Diese Corona-Regeln sollen ab morgen in Sachsen gelten

In diesen Stunden berät Bundeskanzlerin Angela Merkel (66, CDU) gemeinsam mit den Länderchefs, wie der Kampf gegen Corona fortgeführt wird. Schon jetzt steht fest: Alle Regelungen werden noch einmal verschärft.

Angela Merkel plant weitere Verschärfungen.
Angela Merkel plant weitere Verschärfungen.  © Michael Kappeler/dpa-pool/dpa

TAG24 dokumentiert die Pläne. Unter Punkt zwei heißt es in der Liste:

"Der Aufenthalt in der Öffentlichkeit ist ab sofort nur mit den Angehörigen des eigenen und maximal zwei Personen eines weiteren Hausstandes gestattet. Dies gilt verbindlich und Verstöße gegen diese Kontaktbeschränkungen werden entsprechend von den Ordnungsbehörden sanktioniert. Darüber hinausgehende Gruppen feiernder Menschen auf öffentlichen Plätzen, in Wohnungen sowie privaten Einrichtungen sind angesichts der ernsten Lage in unserem Land inakzeptabel."

Überall in der Öffentlichkeit soll es verstärkte Kontrollen geben!
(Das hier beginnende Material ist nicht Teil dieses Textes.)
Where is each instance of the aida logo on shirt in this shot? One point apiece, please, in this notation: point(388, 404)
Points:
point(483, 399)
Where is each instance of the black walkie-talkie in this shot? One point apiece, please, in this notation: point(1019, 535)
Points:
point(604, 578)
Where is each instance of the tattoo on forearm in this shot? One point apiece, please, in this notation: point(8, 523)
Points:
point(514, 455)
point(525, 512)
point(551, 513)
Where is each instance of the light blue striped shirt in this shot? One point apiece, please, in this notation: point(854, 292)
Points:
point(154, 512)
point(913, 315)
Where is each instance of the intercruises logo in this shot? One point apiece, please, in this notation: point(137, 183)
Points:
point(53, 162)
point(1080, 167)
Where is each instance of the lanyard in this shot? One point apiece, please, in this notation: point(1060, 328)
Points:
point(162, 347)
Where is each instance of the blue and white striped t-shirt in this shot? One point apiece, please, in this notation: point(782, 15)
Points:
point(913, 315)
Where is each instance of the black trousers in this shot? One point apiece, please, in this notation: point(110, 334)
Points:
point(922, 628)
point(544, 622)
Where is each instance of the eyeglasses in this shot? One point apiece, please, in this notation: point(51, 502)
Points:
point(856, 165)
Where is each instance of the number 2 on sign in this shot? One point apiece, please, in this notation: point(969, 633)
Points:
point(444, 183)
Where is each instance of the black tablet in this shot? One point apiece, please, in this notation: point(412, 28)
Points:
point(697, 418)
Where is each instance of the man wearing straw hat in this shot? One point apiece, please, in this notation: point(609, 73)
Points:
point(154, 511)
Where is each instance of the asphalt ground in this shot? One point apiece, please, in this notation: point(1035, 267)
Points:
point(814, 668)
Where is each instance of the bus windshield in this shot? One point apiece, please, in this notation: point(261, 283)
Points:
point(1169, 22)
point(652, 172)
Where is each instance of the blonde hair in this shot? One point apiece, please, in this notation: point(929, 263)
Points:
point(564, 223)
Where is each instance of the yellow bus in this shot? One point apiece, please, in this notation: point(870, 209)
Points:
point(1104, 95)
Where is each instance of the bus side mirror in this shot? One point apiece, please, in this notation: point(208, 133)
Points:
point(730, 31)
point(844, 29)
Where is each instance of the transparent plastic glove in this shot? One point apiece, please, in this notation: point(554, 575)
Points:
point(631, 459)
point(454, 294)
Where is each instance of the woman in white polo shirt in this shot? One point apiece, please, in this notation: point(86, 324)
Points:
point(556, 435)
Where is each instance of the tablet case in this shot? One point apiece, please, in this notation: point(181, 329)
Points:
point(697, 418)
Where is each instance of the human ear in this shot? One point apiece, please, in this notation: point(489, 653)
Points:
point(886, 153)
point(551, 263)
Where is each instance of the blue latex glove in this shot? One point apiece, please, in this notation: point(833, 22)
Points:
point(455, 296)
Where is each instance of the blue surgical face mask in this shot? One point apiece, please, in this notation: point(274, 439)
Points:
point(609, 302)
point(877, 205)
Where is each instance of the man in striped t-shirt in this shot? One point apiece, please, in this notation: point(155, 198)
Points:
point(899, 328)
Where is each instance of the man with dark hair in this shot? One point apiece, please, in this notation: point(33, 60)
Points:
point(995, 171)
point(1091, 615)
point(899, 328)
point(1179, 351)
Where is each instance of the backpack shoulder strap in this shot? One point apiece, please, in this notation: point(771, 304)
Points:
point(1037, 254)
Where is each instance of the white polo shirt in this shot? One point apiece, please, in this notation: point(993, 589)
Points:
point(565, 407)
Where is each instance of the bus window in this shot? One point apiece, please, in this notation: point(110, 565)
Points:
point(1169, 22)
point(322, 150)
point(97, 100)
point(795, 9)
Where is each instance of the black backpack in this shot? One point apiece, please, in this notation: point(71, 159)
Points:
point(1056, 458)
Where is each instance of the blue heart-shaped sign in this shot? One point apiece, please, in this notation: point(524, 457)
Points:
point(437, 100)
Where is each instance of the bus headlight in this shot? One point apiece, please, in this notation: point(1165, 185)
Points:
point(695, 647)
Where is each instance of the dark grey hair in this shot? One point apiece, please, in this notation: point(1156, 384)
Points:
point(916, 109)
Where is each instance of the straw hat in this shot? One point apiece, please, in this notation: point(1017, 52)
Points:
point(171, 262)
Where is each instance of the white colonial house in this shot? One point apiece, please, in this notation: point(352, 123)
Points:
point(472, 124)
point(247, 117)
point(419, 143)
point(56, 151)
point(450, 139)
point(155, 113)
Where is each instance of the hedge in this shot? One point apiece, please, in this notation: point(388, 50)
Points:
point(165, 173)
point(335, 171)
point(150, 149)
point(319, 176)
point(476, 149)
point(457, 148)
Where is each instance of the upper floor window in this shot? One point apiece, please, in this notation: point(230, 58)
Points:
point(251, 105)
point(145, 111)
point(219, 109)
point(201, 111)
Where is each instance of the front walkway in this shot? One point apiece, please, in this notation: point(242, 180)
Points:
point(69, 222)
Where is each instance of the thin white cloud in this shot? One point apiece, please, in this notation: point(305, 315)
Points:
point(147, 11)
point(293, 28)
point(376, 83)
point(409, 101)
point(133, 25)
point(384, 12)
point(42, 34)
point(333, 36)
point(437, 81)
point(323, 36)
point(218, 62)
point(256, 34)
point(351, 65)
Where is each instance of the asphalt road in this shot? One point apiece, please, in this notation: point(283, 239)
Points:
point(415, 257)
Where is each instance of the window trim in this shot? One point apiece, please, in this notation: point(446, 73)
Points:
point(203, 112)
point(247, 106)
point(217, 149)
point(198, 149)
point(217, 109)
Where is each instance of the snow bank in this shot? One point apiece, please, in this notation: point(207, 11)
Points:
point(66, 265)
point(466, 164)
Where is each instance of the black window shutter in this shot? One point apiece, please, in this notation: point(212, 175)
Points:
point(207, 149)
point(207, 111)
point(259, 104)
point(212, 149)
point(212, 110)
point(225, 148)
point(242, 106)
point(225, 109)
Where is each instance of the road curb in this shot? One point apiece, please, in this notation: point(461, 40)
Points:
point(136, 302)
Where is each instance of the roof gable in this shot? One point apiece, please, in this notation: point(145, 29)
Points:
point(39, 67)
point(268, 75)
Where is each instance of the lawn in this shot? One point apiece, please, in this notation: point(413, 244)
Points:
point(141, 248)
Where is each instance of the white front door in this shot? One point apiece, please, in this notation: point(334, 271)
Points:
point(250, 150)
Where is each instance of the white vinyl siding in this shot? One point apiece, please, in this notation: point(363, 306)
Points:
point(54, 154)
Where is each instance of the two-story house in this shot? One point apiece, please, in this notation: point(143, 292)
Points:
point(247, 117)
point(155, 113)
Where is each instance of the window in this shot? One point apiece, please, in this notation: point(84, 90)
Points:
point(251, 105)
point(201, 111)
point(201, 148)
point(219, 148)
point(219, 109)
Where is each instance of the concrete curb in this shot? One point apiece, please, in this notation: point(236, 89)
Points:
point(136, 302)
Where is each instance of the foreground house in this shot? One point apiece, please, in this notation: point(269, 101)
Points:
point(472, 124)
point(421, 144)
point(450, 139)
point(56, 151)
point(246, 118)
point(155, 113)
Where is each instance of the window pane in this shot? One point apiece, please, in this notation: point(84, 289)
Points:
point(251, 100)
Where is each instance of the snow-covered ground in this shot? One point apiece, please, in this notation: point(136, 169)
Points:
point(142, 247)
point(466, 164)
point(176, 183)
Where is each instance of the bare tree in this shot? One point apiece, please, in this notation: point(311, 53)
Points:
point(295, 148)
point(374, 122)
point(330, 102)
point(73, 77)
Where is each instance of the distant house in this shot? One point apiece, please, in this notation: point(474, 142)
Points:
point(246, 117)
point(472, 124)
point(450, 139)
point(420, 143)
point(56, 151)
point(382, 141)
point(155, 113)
Auf private Feiern soll zunächst bis zum Weihnachtsfest "gänzlich" verzichtet werden. Auch alle privaten Zusammenkünfte mit Freunden und Bekannten sollen auf einen festen weiteren Hausstand beschränkt werden, heißt es weiter in der Beschlussvorlage.

Allerdings "nur" als dringende Empfehlung. Die Bürger sollen also grundsätzlich ihre privaten Kontakte "in den kommenden Wochen noch einmal deutlich reduzieren". Dazu gehört, auf freizeitbezogene Aktivitäten und Besuche in Bereichen mit Publikumsverkehr sowie nicht notwendige private Reisen und touristische Tagestouren gänzlich zu verzichten.

Auch auf nicht notwendige Aufenthalte in geschlossenen Räumen mit Publikumsverkehr oder nicht notwendige Fahrten mit öffentlichen Beförderungsmitteln soll verzichtet werden, so die Vorlage weiter.

Masken für alle Schüler

Masken für Schüler sollen verpflichtend werden.
Masken für Schüler sollen verpflichtend werden.  © Karl-Josef Hildenbrand/dpa

Kinder und Jugendliche sind angehalten, "sich nur noch mit einem festen Freund oder einer festen Freundin in der Freizeit zu treffen". Private Zusammenkünfte mit Freunden und Bekannten auf einen festen weiteren Hausstand beschränken.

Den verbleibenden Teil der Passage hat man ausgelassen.